I cannot believe Senator Mansergh caught me out on section 12 and I concede completely on it. I conducted that business over the phone and got a drafter to examine it. He put in the traditional reference to TDs, Senators and local authorities. I asked him to remove that reference. He removed the reference to TDs and Senators but allowed in local politicians. I apologise to my colleagues on the other side of the House. It will be removed on Committee Stage and they will not see it again.
All other issues raised by Senator Mansergh are dealt with. Ring fencing, which was also raised by Senator McDowell, is part of the Bill. I accept the power to amend legislation should be clearer and must be dealt with on Committee Stage. Under the Bill, investment is with the approval of the regulatory authority and on the basis of what the regulator states, so this is not an issue. Taxation is not dealt with but it would be unusual to do so. Taxation is a legal instrument in itself and the Bill would be governed by the instruments of taxation and tax law. I dealt with the other issues.

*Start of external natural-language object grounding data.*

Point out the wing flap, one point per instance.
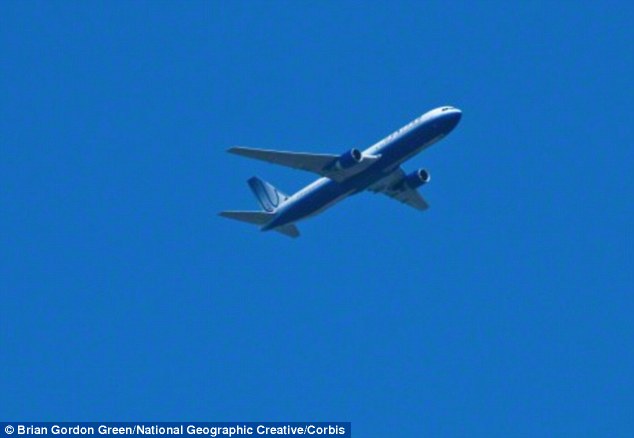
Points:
(316, 163)
(392, 186)
(321, 164)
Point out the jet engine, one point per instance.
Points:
(349, 159)
(418, 178)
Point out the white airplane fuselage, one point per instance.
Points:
(392, 151)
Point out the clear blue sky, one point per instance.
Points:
(506, 309)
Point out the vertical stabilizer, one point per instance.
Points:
(268, 196)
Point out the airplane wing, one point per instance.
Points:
(392, 186)
(321, 164)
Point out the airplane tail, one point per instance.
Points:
(270, 199)
(251, 217)
(268, 196)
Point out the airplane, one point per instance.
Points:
(376, 169)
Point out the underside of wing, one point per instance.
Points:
(321, 164)
(316, 163)
(394, 186)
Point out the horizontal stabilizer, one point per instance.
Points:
(252, 217)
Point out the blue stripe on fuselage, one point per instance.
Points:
(325, 192)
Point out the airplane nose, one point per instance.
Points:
(454, 118)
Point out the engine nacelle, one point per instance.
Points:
(418, 178)
(349, 159)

Nobody mentioned the main issue, which is consumer protection. We all implied it. However, I wish to state that this is a consumer protection issue. I was pushed on this because, in a recent case, experts gave evidence to the High Court that the current scheme was deficient. This concerned me and I want legislation which will stand alone. The point of most significance and influence was made by the Minister of State when he stated that he put a time limit on this matter and will know something by 30 March. I did not know this when I drafted the Bill two months ago. It is significant. On that basis, I propose to withdraw the Bill and re-enter it at a later date if I do not see progress. I want to use this to put pressure on people to do what is required. At this time I would, with the leave of the House, propose that the legislation be withdrawn.